As the summer is drawing to a close, I felt inclined to discuss the conclusions I reached with my Monroe project, reflect on several unanswered questions, and propose future directions for my research.

Much of my research this summer was based on the premise that a better public understanding of the science behind environmental issues would lead to a better understanding of the issues themselves, and better preparation on the part of the public to make important policy decisions. For one thing, understanding basic concepts of climate, biodiversity, fossil fuel formation, and other topics aids in developing an understanding of the environmental issues they concern. A conclusion I reached from the freshman seminar course that inspired this project (Beyond Petroleum as Fuel, taught by Professor Hinkle) is that an understanding of the process of science is also critically important. Realizing that research is inherently slow-moving and replete with dead ends can help overcome, for example, the misconception that alternative sources of energy will materialize without political support.

Through my research this summer, I uncovered another of the various roles that science plays in public understanding of environmental issues. As I concluded in my last post, the framework used to communicate scientific information to a non-technical readership may be even more important than the information itself. However, basic scientific knowledge is crucial to successfully interpret the commonly-used frames of “social progress” and “morality/ethics.” Many of the most potent themes and images that occur with these frames are themselves based in science. Themes of the interconnectedness of all things in nature through cycles and relationships of symbiosis, of the Earth’s fortunate position in the enormity of the universe, of the (so far) unique development of life on our planet, of the complex process of evolution that has shaped our history and can continue to shape our future, and of the legacy of our species contained in our genes are enhanced and strengthened by an understanding of underlying scientific concepts. Scientific themes and imagery as well as scientific information¬† have been recurrent throughout the literary history of the environmental movement, leading to the conclusion that writing on environmental issues will not only be increasingly understood by a scientifically literate populace, but will resonate more effectively with them as well.

With any research project, flaws are most clearly recognized in the aftermath. The greatest weakness in my project, which opens up a fertile path for future research, is that I chose the books I read for a specific reason: I was interested in the topics they discussed. I am left with the nagging awareness that popular books on environmental issues will appeal mostly to those who are already interested in the topics they discuss. Since voting and, hence, policy decisions are made by a much wider subsection of the population, effective communication of environmental information must reach more than a specific interest group.  Crafting a public environmental consciousness will require a widespread appraisal of all communication channels. Addressing the question of where most people get their information on environmental issues would be a good starting point for the continuation of this research project.

If the answer to this question turns out to include news sources, a problem arises related to journalistic ethics. Can news sources incorporate the second premise? Should they do so, or is it their responsibility to remain wholly objective? When opinions are given in traditional news sources, both sides are, ideally, represented equally. The problem is not with this “equal representation,” but with the implication that issues have only two sides, which too often leads to debates simplified along partisan lines.
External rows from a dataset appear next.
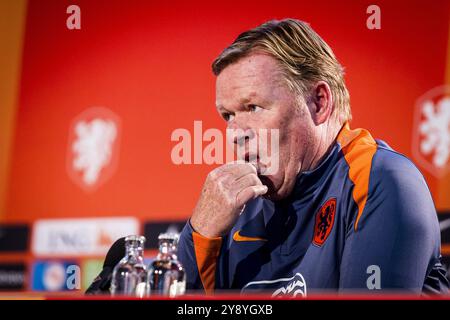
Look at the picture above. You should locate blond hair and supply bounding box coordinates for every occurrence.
[212,19,351,123]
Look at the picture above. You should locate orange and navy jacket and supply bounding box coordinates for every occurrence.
[178,124,449,296]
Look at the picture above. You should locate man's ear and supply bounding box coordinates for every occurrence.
[308,81,333,125]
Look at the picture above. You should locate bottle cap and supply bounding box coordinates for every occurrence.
[158,232,180,244]
[125,235,145,244]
Future research could investigate the most effective way to popularizes sources of information that are free to explore the second premise, and involve citizens in ethical discussions that incorporate a greater variety of viewpoints.
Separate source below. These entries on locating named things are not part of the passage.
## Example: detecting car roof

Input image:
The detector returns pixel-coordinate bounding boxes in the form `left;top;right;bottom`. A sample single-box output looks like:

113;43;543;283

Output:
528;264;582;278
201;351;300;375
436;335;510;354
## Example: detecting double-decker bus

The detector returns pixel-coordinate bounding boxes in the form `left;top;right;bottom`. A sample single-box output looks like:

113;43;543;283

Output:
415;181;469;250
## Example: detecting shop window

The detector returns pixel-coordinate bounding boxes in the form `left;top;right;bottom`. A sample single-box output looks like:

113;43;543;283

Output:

A personal objective for this project was to improve my own writing. I have learned a great deal about the effectiveness of frames, especially those concerning  social progress and morality/ethics, and about the importance of assessing the values of your audience when crafting an essay or an article. As a writer, I should also strive for an increased awareness of the first vs. the second premise. While ethical judgments are powerful, I should keep them clearly separated from any scientific evidence I cite, to avoid compromising the integrity of the discipline.

I thoroughly enjoyed my Monroe research experience this summer, and I am excited to explore new avenues as I continue my research of this topic.